By the end I convinced myself that 4k was the minimum possible code size for implementing a JVM.
As an aside, the SX microcontroller only had 256 bytes (yes bytes!) of RAM internally so I used an external 32kB SRAM for the Java heap and stack. The 256 bytes of internal RAM held the internal state of the interpreter and memory manager.
Around the same time, I wrote a JVM for the PalmPilot [1]. I think it had to fit into 128K of ram with an additional 256K of memory for data (like the class libraries). I was able to fit the entire JDK 1.0.2 runtime into it by transforming the byte code.
The hardware was interesting too. It bit-banged the video display circuit, leaving only the re-trace interval for general purpose computation, including running BASIC programs. Yet the result was an extremely simple and inexpensive design.
Every early microcomputer had to come up with a solution to the video display problem. As I understand it, the Apple II had a bus architecture that interleaved the clock timing of the video circuit and the CPU, sharing a single bus. The Commodore computers had custom video graphics chips. And so forth.

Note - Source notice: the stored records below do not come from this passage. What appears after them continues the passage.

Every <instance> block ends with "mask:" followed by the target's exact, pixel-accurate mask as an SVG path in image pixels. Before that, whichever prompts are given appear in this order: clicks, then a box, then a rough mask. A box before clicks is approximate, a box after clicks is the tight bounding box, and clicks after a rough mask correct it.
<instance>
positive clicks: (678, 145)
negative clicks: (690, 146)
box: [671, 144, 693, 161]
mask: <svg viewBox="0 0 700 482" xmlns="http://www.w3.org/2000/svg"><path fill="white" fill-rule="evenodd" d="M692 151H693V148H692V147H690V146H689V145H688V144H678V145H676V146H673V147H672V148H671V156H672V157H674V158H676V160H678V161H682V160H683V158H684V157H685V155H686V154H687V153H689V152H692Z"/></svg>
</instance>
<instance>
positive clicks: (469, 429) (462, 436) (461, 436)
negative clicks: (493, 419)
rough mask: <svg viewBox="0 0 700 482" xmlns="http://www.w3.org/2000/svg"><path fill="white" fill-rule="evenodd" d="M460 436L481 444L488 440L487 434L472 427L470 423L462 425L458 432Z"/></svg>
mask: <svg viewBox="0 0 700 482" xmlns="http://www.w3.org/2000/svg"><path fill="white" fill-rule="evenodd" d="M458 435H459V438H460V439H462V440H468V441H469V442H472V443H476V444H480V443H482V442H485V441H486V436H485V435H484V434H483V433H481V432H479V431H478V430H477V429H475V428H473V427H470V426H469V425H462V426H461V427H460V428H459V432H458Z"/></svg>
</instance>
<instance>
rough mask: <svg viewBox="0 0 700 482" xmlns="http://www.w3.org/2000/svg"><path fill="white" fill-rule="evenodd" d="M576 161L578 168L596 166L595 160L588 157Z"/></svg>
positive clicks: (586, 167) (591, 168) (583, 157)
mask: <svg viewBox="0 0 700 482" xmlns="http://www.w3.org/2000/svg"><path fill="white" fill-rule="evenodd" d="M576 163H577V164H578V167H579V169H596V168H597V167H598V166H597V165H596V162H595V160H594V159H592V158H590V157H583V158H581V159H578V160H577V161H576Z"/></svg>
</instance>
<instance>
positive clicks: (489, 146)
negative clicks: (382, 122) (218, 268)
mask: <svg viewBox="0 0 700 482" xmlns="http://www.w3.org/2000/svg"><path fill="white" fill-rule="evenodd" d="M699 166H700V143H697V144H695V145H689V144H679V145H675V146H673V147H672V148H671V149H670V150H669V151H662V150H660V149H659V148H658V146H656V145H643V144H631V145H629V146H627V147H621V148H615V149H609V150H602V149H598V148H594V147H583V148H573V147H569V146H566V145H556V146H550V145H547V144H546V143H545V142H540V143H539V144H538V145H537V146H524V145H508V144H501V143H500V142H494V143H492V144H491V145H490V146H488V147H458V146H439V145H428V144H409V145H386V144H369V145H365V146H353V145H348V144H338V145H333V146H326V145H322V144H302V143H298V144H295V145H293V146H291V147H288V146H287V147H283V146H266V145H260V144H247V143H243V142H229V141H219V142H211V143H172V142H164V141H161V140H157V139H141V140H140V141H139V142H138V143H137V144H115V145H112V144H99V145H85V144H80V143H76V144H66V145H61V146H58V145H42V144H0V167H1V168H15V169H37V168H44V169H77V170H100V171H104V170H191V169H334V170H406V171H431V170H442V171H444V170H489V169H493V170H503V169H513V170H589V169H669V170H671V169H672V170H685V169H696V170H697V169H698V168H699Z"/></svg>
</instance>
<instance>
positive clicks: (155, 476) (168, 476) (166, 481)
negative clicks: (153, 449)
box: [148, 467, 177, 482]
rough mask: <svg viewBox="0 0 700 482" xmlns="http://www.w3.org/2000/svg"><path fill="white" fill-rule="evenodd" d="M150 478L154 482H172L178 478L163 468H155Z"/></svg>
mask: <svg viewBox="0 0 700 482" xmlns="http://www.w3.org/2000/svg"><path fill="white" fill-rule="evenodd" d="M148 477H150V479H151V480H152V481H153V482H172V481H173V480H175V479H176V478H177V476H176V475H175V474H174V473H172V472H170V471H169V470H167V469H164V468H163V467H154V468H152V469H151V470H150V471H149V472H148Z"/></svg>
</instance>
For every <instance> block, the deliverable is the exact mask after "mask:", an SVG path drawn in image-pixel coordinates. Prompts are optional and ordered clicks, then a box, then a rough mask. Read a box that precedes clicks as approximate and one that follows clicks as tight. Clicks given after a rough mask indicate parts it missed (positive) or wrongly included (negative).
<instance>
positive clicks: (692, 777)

Reading back over the assembly code gives me fond memories - but I am glad I don't spend my nights debugging my code with an oscilloscope and flashing LEDs anymore. It is a bit more productive coding in Ruby!
The JVM had some limitations to fit into 4k: no floating point, 16-bit integers and no dynamic linking. There was a PC program that took the Java class files, statically linked them and translated the bytecode to a more compressed form for download to the chip.

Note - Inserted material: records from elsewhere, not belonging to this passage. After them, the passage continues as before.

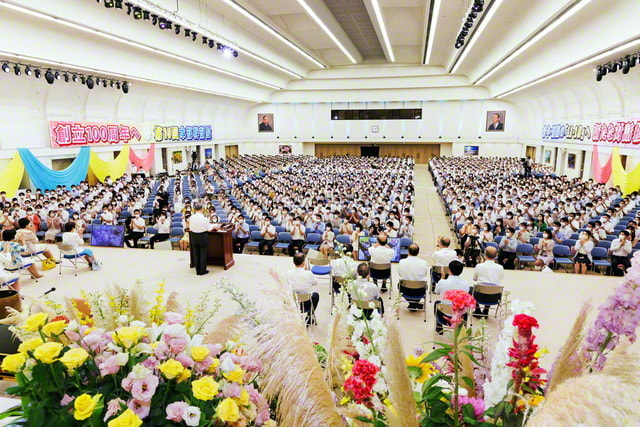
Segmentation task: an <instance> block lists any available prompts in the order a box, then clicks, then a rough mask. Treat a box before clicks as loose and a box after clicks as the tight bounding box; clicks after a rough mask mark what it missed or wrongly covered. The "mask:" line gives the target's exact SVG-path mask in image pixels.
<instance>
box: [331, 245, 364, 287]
mask: <svg viewBox="0 0 640 427" xmlns="http://www.w3.org/2000/svg"><path fill="white" fill-rule="evenodd" d="M352 256H353V246H351V245H350V244H348V243H347V244H346V245H344V247H343V248H342V256H341V257H339V258H337V259H333V260H331V263H330V264H331V276H332V279H333V284H332V285H333V292H336V293H340V291H341V290H342V285H341V284H340V283H338V282H337V281H336V277H342V278H345V279H346V278H348V277H355V276H356V270H357V268H358V262H357V261H354V260H353V258H351V257H352Z"/></svg>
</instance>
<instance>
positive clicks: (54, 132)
mask: <svg viewBox="0 0 640 427" xmlns="http://www.w3.org/2000/svg"><path fill="white" fill-rule="evenodd" d="M140 129H142V127H141V126H137V125H135V126H134V125H125V124H121V123H85V122H61V121H51V122H49V132H50V136H51V147H53V148H64V147H76V146H83V145H114V144H132V143H137V142H146V141H142V134H141V130H140Z"/></svg>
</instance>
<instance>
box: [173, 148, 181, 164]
mask: <svg viewBox="0 0 640 427" xmlns="http://www.w3.org/2000/svg"><path fill="white" fill-rule="evenodd" d="M171 161H172V162H173V164H174V165H177V164H179V163H182V151H174V152H173V153H171Z"/></svg>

At the time I wrote this code there was a lot of talk about Java specific processors. Ultimately that was a mistake because Moore's law meant the x86 architecture (and JIT technology) got faster more quickly that anyone could get chips to market.
These days I am about as far from embedded systems as you can get. I write Ruby on Rails code for aha.io. There is a lot of satisfaction in seeing the perfect waveform on your oscilloscope when the assembly code finally works - but these days I think there is much more satisfaction in being able to crank out a complex algorithm with some elegant Ruby and have it being used by customers before going home for dinner.

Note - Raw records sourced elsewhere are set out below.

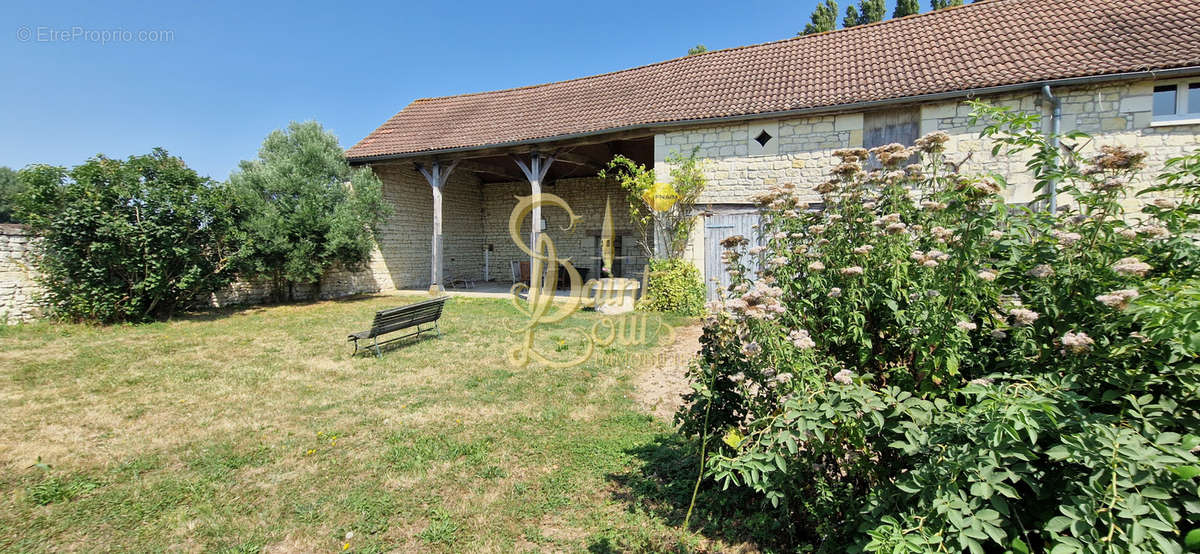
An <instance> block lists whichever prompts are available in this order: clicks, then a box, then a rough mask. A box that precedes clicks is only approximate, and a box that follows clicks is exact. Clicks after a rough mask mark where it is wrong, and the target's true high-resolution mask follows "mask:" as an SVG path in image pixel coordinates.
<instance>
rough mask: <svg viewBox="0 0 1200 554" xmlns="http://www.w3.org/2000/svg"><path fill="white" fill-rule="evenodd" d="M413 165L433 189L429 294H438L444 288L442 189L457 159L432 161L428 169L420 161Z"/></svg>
mask: <svg viewBox="0 0 1200 554" xmlns="http://www.w3.org/2000/svg"><path fill="white" fill-rule="evenodd" d="M414 165H415V167H416V170H418V171H420V173H421V175H425V180H426V181H428V182H430V187H431V188H432V189H433V239H432V245H431V254H430V294H438V293H440V291H442V290H444V289H445V282H444V276H443V255H442V189H443V188H444V187H445V183H446V181H449V180H450V173H451V171H454V168H455V167H456V165H458V161H454V162H450V164H449V165H443V164H442V162H438V161H434V162H433V163H432V164H431V165H430V168H428V169H426V168H425V165H424V164H420V163H416V164H414Z"/></svg>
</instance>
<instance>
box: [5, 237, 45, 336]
mask: <svg viewBox="0 0 1200 554" xmlns="http://www.w3.org/2000/svg"><path fill="white" fill-rule="evenodd" d="M34 242H35V237H34V236H32V235H30V233H29V229H28V228H25V227H24V225H17V224H11V223H2V224H0V320H2V321H4V323H5V324H18V323H23V321H32V320H35V319H37V317H38V314H40V311H38V307H37V303H36V301H35V300H34V299H35V297H36V296H37V295H38V294H40V293H41V288H40V287H38V285H37V282H36V278H35V277H36V275H37V270H36V269H34V261H32V255H34V246H35V243H34Z"/></svg>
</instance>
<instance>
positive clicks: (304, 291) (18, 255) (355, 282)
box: [0, 223, 384, 325]
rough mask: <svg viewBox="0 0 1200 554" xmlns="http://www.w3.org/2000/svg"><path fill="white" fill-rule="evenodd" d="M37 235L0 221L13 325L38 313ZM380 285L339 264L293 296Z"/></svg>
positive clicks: (263, 285) (229, 305)
mask: <svg viewBox="0 0 1200 554" xmlns="http://www.w3.org/2000/svg"><path fill="white" fill-rule="evenodd" d="M36 243H37V237H36V236H34V235H32V234H31V233H30V230H29V229H28V228H26V227H24V225H17V224H7V223H5V224H0V321H2V323H4V324H7V325H14V324H19V323H25V321H32V320H36V319H38V318H40V317H41V313H42V311H41V307H40V306H38V303H37V297H38V296H40V294H41V293H42V288H41V287H40V285H38V284H37V269H36V267H35V265H34V251H35V248H36V246H37V245H36ZM382 289H384V287H382V285H380V284H379V283H378V282H377V281H376V277H374V275H373V273H372V272H371V270H370V269H364V270H362V271H348V270H346V269H342V267H334V269H331V270H329V271H328V272H326V273H325V276H324V277H323V278H322V279H320V287H314V285H311V284H310V285H298V287H296V288H295V291H294V295H295V300H313V299H320V300H326V299H336V297H342V296H352V295H355V294H364V293H378V291H379V290H382ZM270 295H271V288H270V284H269V283H266V282H247V281H239V282H235V283H233V284H230V285H229V287H227V288H224V289H223V290H220V291H217V293H214V294H212V295H211V297H210V299H209V303H210V305H211V306H214V307H227V306H245V305H256V303H263V302H266V301H269V300H270Z"/></svg>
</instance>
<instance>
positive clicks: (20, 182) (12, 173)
mask: <svg viewBox="0 0 1200 554" xmlns="http://www.w3.org/2000/svg"><path fill="white" fill-rule="evenodd" d="M25 188H26V187H25V183H24V181H22V180H20V179H17V171H13V170H12V169H10V168H6V167H0V223H14V222H17V215H16V213H14V211H16V209H17V195H18V194H20V193H22V192H23V191H25Z"/></svg>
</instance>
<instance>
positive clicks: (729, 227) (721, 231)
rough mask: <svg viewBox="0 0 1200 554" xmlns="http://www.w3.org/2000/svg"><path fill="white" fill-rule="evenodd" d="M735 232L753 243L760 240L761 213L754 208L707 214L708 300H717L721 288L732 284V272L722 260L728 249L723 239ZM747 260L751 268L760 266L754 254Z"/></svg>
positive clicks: (705, 283) (733, 209) (718, 212)
mask: <svg viewBox="0 0 1200 554" xmlns="http://www.w3.org/2000/svg"><path fill="white" fill-rule="evenodd" d="M733 235H742V236H744V237H746V240H749V241H750V245H751V246H754V245H757V243H758V213H757V212H756V211H755V210H754V209H751V207H736V209H727V210H722V211H715V212H714V213H713V215H712V216H708V217H706V218H704V285H706V289H707V290H708V300H715V299H716V297H718V294H716V291H718V290H724V289H726V288H728V287H730V272H728V269H727V267H726V266H725V261H724V260H721V252H724V251H725V247H722V246H721V241H722V240H725V239H727V237H730V236H733ZM743 261H744V263H746V264H748V265H750V266H751V271H754V270H757V264H756V260H752V257H743Z"/></svg>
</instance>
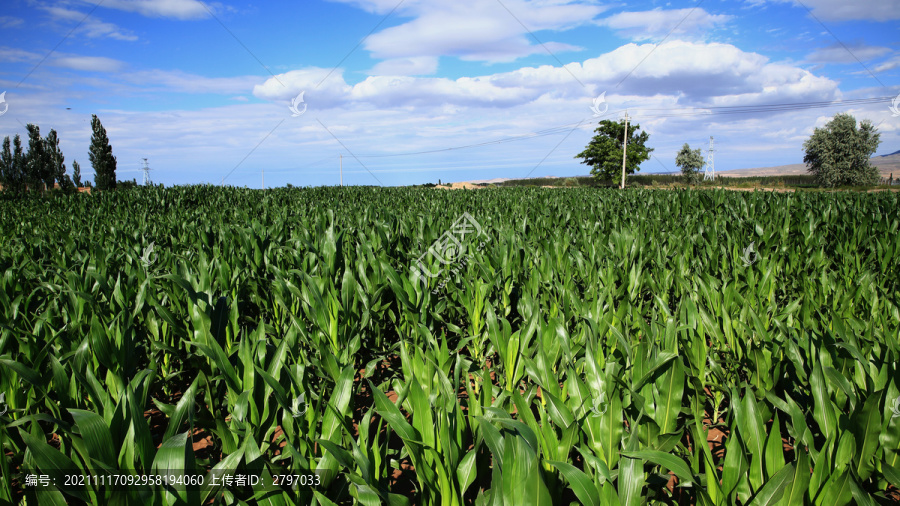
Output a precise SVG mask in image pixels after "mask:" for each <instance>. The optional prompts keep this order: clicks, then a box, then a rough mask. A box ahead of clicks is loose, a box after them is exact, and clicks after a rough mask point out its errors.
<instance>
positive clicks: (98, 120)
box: [88, 114, 116, 190]
mask: <svg viewBox="0 0 900 506" xmlns="http://www.w3.org/2000/svg"><path fill="white" fill-rule="evenodd" d="M91 129H92V130H93V134H91V148H90V150H89V151H88V158H90V160H91V166H92V167H93V168H94V183H96V185H97V189H98V190H115V189H116V157H115V156H113V154H112V146H110V145H109V137H107V136H106V129H105V128H103V125H102V124H101V123H100V119H99V118H98V117H97V115H96V114H94V115H92V116H91Z"/></svg>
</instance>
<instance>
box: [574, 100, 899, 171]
mask: <svg viewBox="0 0 900 506" xmlns="http://www.w3.org/2000/svg"><path fill="white" fill-rule="evenodd" d="M640 128H641V127H640V125H638V124H632V125H629V127H628V130H627V132H628V134H627V135H628V140H627V149H624V146H623V145H625V144H626V143H625V135H626V126H625V122H624V120H622V121H618V122H615V121H611V120H603V121H601V122H600V126H598V127H597V129H596V130H594V132H595V133H596V134H597V135H595V136H594V138H593V139H591V141H590V144H588V146H587V147H586V148H585V150H584V151H582V152H581V153H579V154H577V155H575V158H581V159H582V161H581V163H583V164H586V165H588V166H590V167H591V174H592V175H593V176H594V177H595V178H596V180H597V181H616V180H618V177H617V176H618V175H619V174H620V173H621V170H622V161H623V158H625V173H626V174H629V175H630V174H634V173H635V172H637V171H638V170H640V168H639V167H640V164H641V163H643V162H644V161H646V160H649V159H650V153H652V152H653V148H648V147H646V142H647V140H648V139H649V138H650V135H649V134H648V133H647V132H639V131H640ZM880 143H881V139H880V134H879V133H878V131H877V130H876V128H875V127H874V126H873V125H872V122H871V121H869V120H863V121H861V122H860V123H859V127H858V128H857V123H856V118H854V117H853V116H852V115H850V114H846V113H840V114H837V115H835V116H834V118H832V120H831V121H830V122H828V124H826V125H825V126H824V127H822V128H816V129H815V130H814V131H813V134H812V135H811V136H810V138H809V139H807V140H806V141H805V142H804V143H803V150H804V152H805V154H804V157H803V163H805V164H806V166H807V172H809V173H810V174H811V175H812V176H814V177H815V181H816V184H817V185H819V186H823V187H830V188H834V187H838V186H872V185H876V184H878V183H879V180H880V175H879V173H878V169H877V168H875V167H874V166H873V165H872V164H871V162H870V161H869V159H870V158H871V157H872V155H874V154H875V152H876V151H877V150H878V145H879V144H880ZM623 151H624V152H625V154H624V155H623ZM675 165H677V166H678V168H679V169H680V170H681V174H682V177H683V180H684V182H685V183H686V184H689V185H696V184H698V183H699V182H700V179H701V173H700V171H701V170H703V167H704V166H705V165H706V160H704V159H703V154H702V150H701V149H700V148H697V149H691V146H690V145H689V144H687V143H685V144H684V146H682V148H681V150H680V151H679V152H678V154H677V155H676V157H675ZM892 179H893V177H892Z"/></svg>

Well, it was 16 years since I wrote most of this so my memory is a bit fuzzy...
The stack and heap are both stored in an external 32kB SRAM. The stack is accessed simply by pushing and popping using the JVMPush and JVMPop routines around line 4553. The CPU is 8-bit, bit the JVM is 16-bit, so everything takes two operations to write both bytes. You can see the stack frame format at line 48.
Java objects and arrays are allocated on another stack that acts as the heap. Objects are allocate only - they are never freed. This isn't as big a deal as you might think since in embedded applications the code tends to just repeat the same operations over and over so you write your code to reuse the same instances instead of allocating new objects (which is slow anyway).
_do_new on line 2044 allocates a new object. Arrays are allocated at line 1991 in _l_j_newarray.
The nice thing about the JVM (at least version 1 which this implements) is that there are not many variations on operations - and if you statically link you can reduce some of the variations to common cases too.
I had a hunch it might be like this. The embedded Java I did on the Dallas part was using fixed sized arrays.
I'd actually love an annotation for Python that ran it under the null-collector. Lots of times in short run or steady state programs one doesn't generate any garbage and the constant GC or ref count over head could done away with.
Did you look @ the Bob language? It was the spiritual seed for Java by David Betz http://www.xlisp.org/
By the end I convinced myself that 4k was the minimum possible code size for implementing a JVM.
The JVM was used in the Parallax Javelin Stamp - a Java version of the BASIC Stamp (http://en.wikipedia.org/wiki/BASIC_Stamp).
As an aside, the SX microcontroller only had 256 bytes (yes bytes!) of RAM internally so I used an external 32kB SRAM for the Java heap and stack. The 256 bytes of internal RAM held the internal state of the interpreter and memory manager.